Configure a REST catalog:
spark.sql.catalog.rest_prod=org.apache.iceberg.spark.SparkCatalog
spark.sql.catalog.rest_prod.type=rest
spark.sql.catalog.rest_prod.uri=http://localhost:8080

Hadoop Catalog

Configure a directory-based catalog:
spark.sql.catalog.hadoop_prod=org.apache.iceberg.spark.SparkCatalog
spark.sql.catalog.hadoop_prod.type=hadoop
spark.sql.catalog.hadoop_prod.warehouse=hdfs://nn:8020/warehouse/path

Catalog Configuration

Common configuration properties:
PropertyValuesDescription
spark.sql.catalog.<name>.typehive, hadoop, rest, glue, jdbc, nessieCatalog implementation type
spark.sql.catalog.<name>.catalog-implClass nameCustom catalog implementation
spark.sql.catalog.<name>.io-implClass nameCustom FileIO implementation
spark.sql.catalog.<name>.warehousePathWarehouse directory base path
spark.sql.catalog.<name>.uriURIMetastore URI (Hive) or REST URL
spark.sql.catalog.<name>.default-namespaceNamespaceDefault current namespace
spark.sql.catalog.<name>.cache-enabledtrue/falseEnable catalog cache (default: true)
spark.sql.catalog.<name>.cache.expiration-interval-msMillisecondsCache expiration time (default: 30000)
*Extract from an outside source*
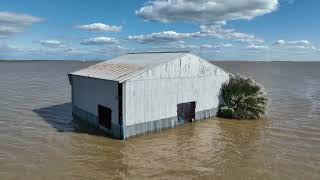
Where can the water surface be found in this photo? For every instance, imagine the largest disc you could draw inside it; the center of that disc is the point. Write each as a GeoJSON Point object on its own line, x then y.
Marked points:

Table Defaults and Overrides

Set default or enforced table properties:
# Default property (can be overridden)
spark.sql.catalog.my_catalog.table-default.write.format.default=orc

# Override property (cannot be overridden)
spark.sql.catalog.my_catalog.table-override.write.metadata.compression-codec=gzip

View Defaults and Overrides

Similar configuration for views:
spark.sql.catalog.my_catalog.view-default.key=value
spark.sql.catalog.my_catalog.view-override.key=value

Using Catalogs

Reference tables with catalog names:
SELECT * FROM hive_prod.db.table;

Replacing the Session Catalog

Add Iceberg support to Spark’s built-in catalog:
spark.sql.catalog.spark_catalog=org.apache.iceberg.spark.SparkSessionCatalog
spark.sql.catalog.spark_catalog.type=hive
This allows using the same Hive Metastore for both Iceberg and non-Iceberg tables. Non-Iceberg tables are handled by the built-in catalog.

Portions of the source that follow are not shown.